At this festive time of the year, I enjoyed a French Christmas Eve dinner, known as “Le Réveillon” – a typical family-center meal that started with “amuses-bouches” (hors d’oeuvres) and champagne, followed by a delicious, six-course meal with a “pause cadeaux” (a break to open gifts) before the main course was served.  The evening festivities lasted from 8 p.m. to around 1:30 a.m. (dinner started at around 9:30 p.m.), with lively conversations and discussions about politics, wine, food, and an update on personal family topics –  a truly magical evening!

table decorations

amuses-bouches

Foie gras toasts, endive stuffed with cheese, smoked salmon, salmon eggs

champagne

table setting

des huitres

Traditional: Fresh oysters on the half shell

Raw scallops with mango & cilantro

Raw scallops with mango & cilantro

Pumpkin soup with croutons & pumpkin seeds

Pumpkin soup with croutons & pumpkin seeds

Risotto with shrimp, asparagus, and cheese straw

Risotto with shrimp, asparagus, and cheese straw

De-boned pigeon baked in a pastry crust with foie gras sauce

De-boned pigeon baked in a pastry crust with foie gras sauce

Buche de Noel - fruits rouges

Traditional: Buche de Noel (fruits rouges)
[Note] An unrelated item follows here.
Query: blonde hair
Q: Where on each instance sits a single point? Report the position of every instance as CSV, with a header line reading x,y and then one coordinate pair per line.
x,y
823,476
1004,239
Buche de Noel - Black Forest

Traditional: Buche de Noel (Black Forest)

yule log cakes

Yule Log Cake:  “The origins of this most famous and delicious of French pastries can be traced back to the ancient Celtic tradition of celebrating the winter solstice. On this day, the shortest of the year, the Celts would search for a large trunk of either oak, beech, elm or cherry and would burn it. The burning log was a symbol of the rebirth of the sun as well as an offering of thanks to the sun for returning to the earth.”